Парадоксальное сочетание архаики и футуризма особенно наглядно проявляется в отношении антиутопического режима и его охранителей к языку — особенно если учесть, что вымышленные защитники архаической чистоты великого и могучего русского языка выведены в произведении автора, успевшего прославиться нарушением всех мыслимых языковых табу. В «Дне опричника» Сорокин, некогда продемонстрировавший неистощимую фантазию в реализации вульгарных языковых метафор, в лингвистических новшествах ограничивается изобретением лексем, по звучанию напоминающих язык древнерусского фольклора, но на деле обладающих вполне современной этимологией или, как отметила Марина Аптекман, принадлежащих «старому новому русскому» 1056. Хотя очевидно, что конструируемый язык— плод репрессивной политики, сравнение с «оруэлловским новоязом», предложенное Керстин Хольм 1057, едва ли можно назвать исчерпывающим, если говорить о парадоксах репрессивного пуризма, картину которого Сорокин рисует в «Дне опричника», исследуя политико-лингвистическую психологию. «День опричника» — самый чуткий к языку из текстов Сорокина после его дебютного романа «Очередь», металингвистический или метасоциолингвистический текст. В отличие от «Очереди», повесть 2006 года отражает прежде всего не устный дискурс. Стилизация под устную речь и индивидуальные речевые особенности, знаменитый гоголевский сказ 105 8 — все это играет определенную роль в потоке самовнушения Комяги, но главное в тексте — портрет воображаемого пуриста и репрессивный язык дистопического будущего.

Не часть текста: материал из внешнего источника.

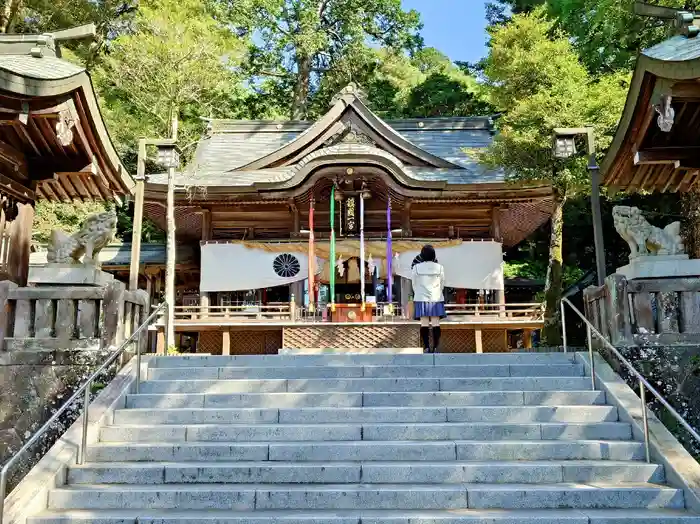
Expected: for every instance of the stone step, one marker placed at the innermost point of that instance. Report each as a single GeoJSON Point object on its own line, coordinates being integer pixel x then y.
{"type": "Point", "coordinates": [344, 415]}
{"type": "Point", "coordinates": [414, 399]}
{"type": "Point", "coordinates": [417, 371]}
{"type": "Point", "coordinates": [390, 385]}
{"type": "Point", "coordinates": [188, 361]}
{"type": "Point", "coordinates": [520, 472]}
{"type": "Point", "coordinates": [367, 451]}
{"type": "Point", "coordinates": [485, 431]}
{"type": "Point", "coordinates": [394, 431]}
{"type": "Point", "coordinates": [351, 496]}
{"type": "Point", "coordinates": [461, 516]}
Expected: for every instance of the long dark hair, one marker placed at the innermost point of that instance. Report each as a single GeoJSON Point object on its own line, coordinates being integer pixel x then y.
{"type": "Point", "coordinates": [427, 254]}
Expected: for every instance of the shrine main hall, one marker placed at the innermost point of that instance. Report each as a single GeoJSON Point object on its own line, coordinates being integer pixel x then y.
{"type": "Point", "coordinates": [348, 200]}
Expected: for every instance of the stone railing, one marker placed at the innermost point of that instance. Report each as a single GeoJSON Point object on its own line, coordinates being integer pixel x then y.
{"type": "Point", "coordinates": [646, 312]}
{"type": "Point", "coordinates": [69, 317]}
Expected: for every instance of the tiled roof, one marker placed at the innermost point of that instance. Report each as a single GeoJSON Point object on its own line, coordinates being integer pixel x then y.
{"type": "Point", "coordinates": [676, 49]}
{"type": "Point", "coordinates": [120, 255]}
{"type": "Point", "coordinates": [234, 144]}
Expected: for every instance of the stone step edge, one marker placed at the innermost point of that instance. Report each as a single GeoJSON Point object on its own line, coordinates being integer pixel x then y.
{"type": "Point", "coordinates": [359, 487]}
{"type": "Point", "coordinates": [350, 463]}
{"type": "Point", "coordinates": [579, 516]}
{"type": "Point", "coordinates": [370, 443]}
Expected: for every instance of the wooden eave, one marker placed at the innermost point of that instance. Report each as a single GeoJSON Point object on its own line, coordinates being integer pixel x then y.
{"type": "Point", "coordinates": [86, 168]}
{"type": "Point", "coordinates": [349, 112]}
{"type": "Point", "coordinates": [641, 157]}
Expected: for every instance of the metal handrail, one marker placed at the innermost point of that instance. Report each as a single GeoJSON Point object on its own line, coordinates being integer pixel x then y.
{"type": "Point", "coordinates": [643, 383]}
{"type": "Point", "coordinates": [82, 390]}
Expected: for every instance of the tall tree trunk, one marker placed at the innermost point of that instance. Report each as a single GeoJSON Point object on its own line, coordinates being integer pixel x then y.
{"type": "Point", "coordinates": [8, 13]}
{"type": "Point", "coordinates": [551, 333]}
{"type": "Point", "coordinates": [301, 88]}
{"type": "Point", "coordinates": [690, 207]}
{"type": "Point", "coordinates": [170, 260]}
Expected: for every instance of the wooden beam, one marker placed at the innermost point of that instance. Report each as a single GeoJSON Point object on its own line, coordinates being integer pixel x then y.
{"type": "Point", "coordinates": [15, 189]}
{"type": "Point", "coordinates": [59, 190]}
{"type": "Point", "coordinates": [20, 244]}
{"type": "Point", "coordinates": [31, 124]}
{"type": "Point", "coordinates": [15, 158]}
{"type": "Point", "coordinates": [666, 155]}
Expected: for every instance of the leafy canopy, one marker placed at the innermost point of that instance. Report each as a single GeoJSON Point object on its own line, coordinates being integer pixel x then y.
{"type": "Point", "coordinates": [536, 79]}
{"type": "Point", "coordinates": [298, 44]}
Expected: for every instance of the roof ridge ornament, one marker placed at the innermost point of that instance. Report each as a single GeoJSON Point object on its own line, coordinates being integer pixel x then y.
{"type": "Point", "coordinates": [686, 21]}
{"type": "Point", "coordinates": [352, 90]}
{"type": "Point", "coordinates": [44, 44]}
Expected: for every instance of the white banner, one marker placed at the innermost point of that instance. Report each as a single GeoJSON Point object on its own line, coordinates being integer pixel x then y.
{"type": "Point", "coordinates": [234, 267]}
{"type": "Point", "coordinates": [470, 265]}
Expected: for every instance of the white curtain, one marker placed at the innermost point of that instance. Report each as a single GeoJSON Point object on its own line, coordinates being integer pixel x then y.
{"type": "Point", "coordinates": [234, 267]}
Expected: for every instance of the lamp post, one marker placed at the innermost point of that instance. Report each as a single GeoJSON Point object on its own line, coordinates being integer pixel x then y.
{"type": "Point", "coordinates": [565, 147]}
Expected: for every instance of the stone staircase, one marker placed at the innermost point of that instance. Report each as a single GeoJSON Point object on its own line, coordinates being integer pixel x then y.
{"type": "Point", "coordinates": [366, 439]}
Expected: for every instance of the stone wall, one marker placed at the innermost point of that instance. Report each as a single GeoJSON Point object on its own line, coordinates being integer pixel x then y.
{"type": "Point", "coordinates": [33, 385]}
{"type": "Point", "coordinates": [674, 371]}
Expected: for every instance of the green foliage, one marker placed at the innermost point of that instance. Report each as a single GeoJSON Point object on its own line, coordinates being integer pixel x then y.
{"type": "Point", "coordinates": [301, 45]}
{"type": "Point", "coordinates": [607, 34]}
{"type": "Point", "coordinates": [67, 217]}
{"type": "Point", "coordinates": [535, 77]}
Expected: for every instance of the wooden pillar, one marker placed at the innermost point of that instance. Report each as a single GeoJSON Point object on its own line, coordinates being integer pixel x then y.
{"type": "Point", "coordinates": [160, 341]}
{"type": "Point", "coordinates": [206, 235]}
{"type": "Point", "coordinates": [296, 219]}
{"type": "Point", "coordinates": [226, 342]}
{"type": "Point", "coordinates": [20, 244]}
{"type": "Point", "coordinates": [138, 216]}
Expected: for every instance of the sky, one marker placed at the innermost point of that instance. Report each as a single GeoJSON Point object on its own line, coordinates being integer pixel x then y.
{"type": "Point", "coordinates": [455, 27]}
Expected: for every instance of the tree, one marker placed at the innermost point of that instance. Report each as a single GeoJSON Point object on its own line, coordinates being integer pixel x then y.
{"type": "Point", "coordinates": [535, 78]}
{"type": "Point", "coordinates": [298, 42]}
{"type": "Point", "coordinates": [607, 34]}
{"type": "Point", "coordinates": [176, 62]}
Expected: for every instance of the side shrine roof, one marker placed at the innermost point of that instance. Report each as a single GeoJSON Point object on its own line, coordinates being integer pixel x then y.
{"type": "Point", "coordinates": [55, 140]}
{"type": "Point", "coordinates": [239, 154]}
{"type": "Point", "coordinates": [655, 145]}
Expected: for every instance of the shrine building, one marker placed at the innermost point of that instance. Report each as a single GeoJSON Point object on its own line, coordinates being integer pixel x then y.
{"type": "Point", "coordinates": [257, 202]}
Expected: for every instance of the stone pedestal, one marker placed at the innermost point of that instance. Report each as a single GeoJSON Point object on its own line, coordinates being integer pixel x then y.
{"type": "Point", "coordinates": [68, 275]}
{"type": "Point", "coordinates": [660, 266]}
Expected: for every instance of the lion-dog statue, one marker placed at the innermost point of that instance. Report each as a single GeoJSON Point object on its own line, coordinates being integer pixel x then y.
{"type": "Point", "coordinates": [642, 237]}
{"type": "Point", "coordinates": [97, 231]}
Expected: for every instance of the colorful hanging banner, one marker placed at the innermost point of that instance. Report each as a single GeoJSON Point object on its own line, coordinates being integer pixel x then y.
{"type": "Point", "coordinates": [389, 256]}
{"type": "Point", "coordinates": [312, 258]}
{"type": "Point", "coordinates": [362, 250]}
{"type": "Point", "coordinates": [332, 253]}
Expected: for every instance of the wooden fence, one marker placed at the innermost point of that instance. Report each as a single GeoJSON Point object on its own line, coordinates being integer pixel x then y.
{"type": "Point", "coordinates": [662, 311]}
{"type": "Point", "coordinates": [66, 317]}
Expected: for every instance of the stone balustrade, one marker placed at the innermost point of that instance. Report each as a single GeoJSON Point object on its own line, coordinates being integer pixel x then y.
{"type": "Point", "coordinates": [69, 317]}
{"type": "Point", "coordinates": [646, 312]}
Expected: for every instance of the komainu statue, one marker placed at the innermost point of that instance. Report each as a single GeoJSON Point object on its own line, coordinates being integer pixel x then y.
{"type": "Point", "coordinates": [96, 232]}
{"type": "Point", "coordinates": [642, 237]}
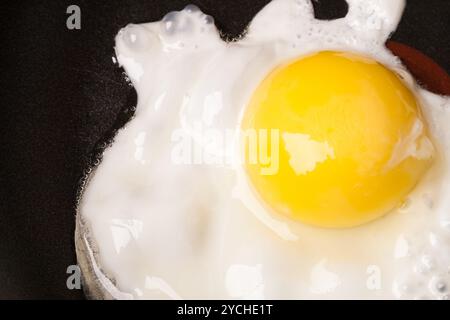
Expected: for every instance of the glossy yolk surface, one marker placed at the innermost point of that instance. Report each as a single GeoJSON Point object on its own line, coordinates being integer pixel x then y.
{"type": "Point", "coordinates": [334, 140]}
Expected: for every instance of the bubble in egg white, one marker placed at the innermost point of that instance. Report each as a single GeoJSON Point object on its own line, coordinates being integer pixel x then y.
{"type": "Point", "coordinates": [149, 229]}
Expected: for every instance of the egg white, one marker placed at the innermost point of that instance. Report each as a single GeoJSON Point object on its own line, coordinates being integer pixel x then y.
{"type": "Point", "coordinates": [151, 228]}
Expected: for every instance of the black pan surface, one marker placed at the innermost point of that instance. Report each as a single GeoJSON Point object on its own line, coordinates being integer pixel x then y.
{"type": "Point", "coordinates": [62, 97]}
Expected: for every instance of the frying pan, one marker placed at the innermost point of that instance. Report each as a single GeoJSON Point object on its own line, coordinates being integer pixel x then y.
{"type": "Point", "coordinates": [63, 98]}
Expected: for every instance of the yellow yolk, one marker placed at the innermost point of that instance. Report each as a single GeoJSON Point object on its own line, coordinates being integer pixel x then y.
{"type": "Point", "coordinates": [334, 140]}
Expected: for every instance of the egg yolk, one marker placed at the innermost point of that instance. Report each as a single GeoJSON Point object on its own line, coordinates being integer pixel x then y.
{"type": "Point", "coordinates": [334, 140]}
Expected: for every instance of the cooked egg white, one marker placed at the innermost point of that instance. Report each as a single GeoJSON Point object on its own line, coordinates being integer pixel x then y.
{"type": "Point", "coordinates": [347, 198]}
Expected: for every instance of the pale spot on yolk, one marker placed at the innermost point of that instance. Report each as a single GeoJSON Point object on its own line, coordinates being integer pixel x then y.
{"type": "Point", "coordinates": [352, 145]}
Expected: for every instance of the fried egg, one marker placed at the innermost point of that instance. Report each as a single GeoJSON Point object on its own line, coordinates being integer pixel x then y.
{"type": "Point", "coordinates": [299, 161]}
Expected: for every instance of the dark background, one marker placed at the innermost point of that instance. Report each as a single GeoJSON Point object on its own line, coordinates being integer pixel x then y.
{"type": "Point", "coordinates": [62, 97]}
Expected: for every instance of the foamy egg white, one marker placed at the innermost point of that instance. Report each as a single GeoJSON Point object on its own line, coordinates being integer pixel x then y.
{"type": "Point", "coordinates": [156, 221]}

В дистопической российской империи 2027/2028 года закрытыми становятся не только общество и экономика, но и языковая культура: стены защищают язык от «слов, навязанных ему в старину иноземцами» 1059. В обстановке гипертрофированной политической настороженности по отношению ко всему иностранному даже употребление устаревшего французского заимствования «маркиза» 1060 расценивается как проявление ненависти к России. Как именно организована охрана нового русского языка, нам не сообщается — известно только, что за его чистоту ратует сам государь. Однако создается впечатление, что в дистопическом мире 2027/2028 года существует целый диспозитив (если воспользоваться термином Фуко), регулирующий замену запрещенных иностранных слов (псевдо)древнерусскими эквивалентами. Большинство комических эффектов в повести возникает именно за счет неумелых лексических замен, произведенных пуристами. Так, уже на первой странице Комягу будит «мобило», а не «мобильник» 1061; чтобы вломиться в дом Куницына, опричники используют «резак лучевой», то есть лазерный луч 1062; когда они уже сделали свое темное дело, рядом с горящей усадьбой их поджидают «вестники» 1063, а не «журналисты» или «репортеры».
Однако часть лексики ускользает от пуристского контроля. Комяга, в процессе самоцензуры очищающий внутренний монолог от заимствований, упускает такие интернационализмы, как «джакузи» 1064 или «министр» 1065. В словосочетании «умная машина» 1066, вытесняющем «компьютер», относительно недавнее заимствование просто заменено более привычным. Причем пуризм направлен только против иностранных слов, ассоциирующихся с Западом. Китайские заимствования не запрещены и даже считаются модными 1067, как и в той части «Голубого сала», где действие происходит в 2068 году. Как отмечает Татьяна Филимонова, в «Дне опричника» более развитый Китай оттеняет неотрадиционализм новой России 1068. Сорокин деконструирует сознательный изоляционизм России 2027/2028 года, показывая засилье китайской экономики и культуры. Но автор делает акцент не на технологиях, а на архаично-футуристическом языке, которым они описываются.
В потоке сознания Комяги даже исконно русские слова переделываются на архаичный лад, как, например, в случае со звательным падежом «мамо» 1069. На уровне лексикологии наречие «только» заменяется на «токмо» 1070. Органы госбезопасности переименованы в «Тайный Приказ» 1071, как на заре Московского царства. Архаизмы обладают фонологическими и морфологическими особенностями, характерными для отдельных диалектов, такими как согласный «в» в начале слова: «умом востра» 1072. Синтаксическая постпозиция прилагательного, как в словосочетании «для выбора народного» 1073, вызывает ассоциации с торжественной классицистской поэзией. Используется устаревший вариант окончания: «в прошлом годе» 1074. Такие фразы, как «Победу на супротивныя...»1075, вызывают в памяти жанр былины. Иногда целые предложения архаизируются исключительно в декоративных целях: «Склоняется Батя над руцею моею, яко Саваоф» 1076. На страницах 212— 213 мы обнаруживаем часть текста Никейского Символа веры на церковнославянском языке.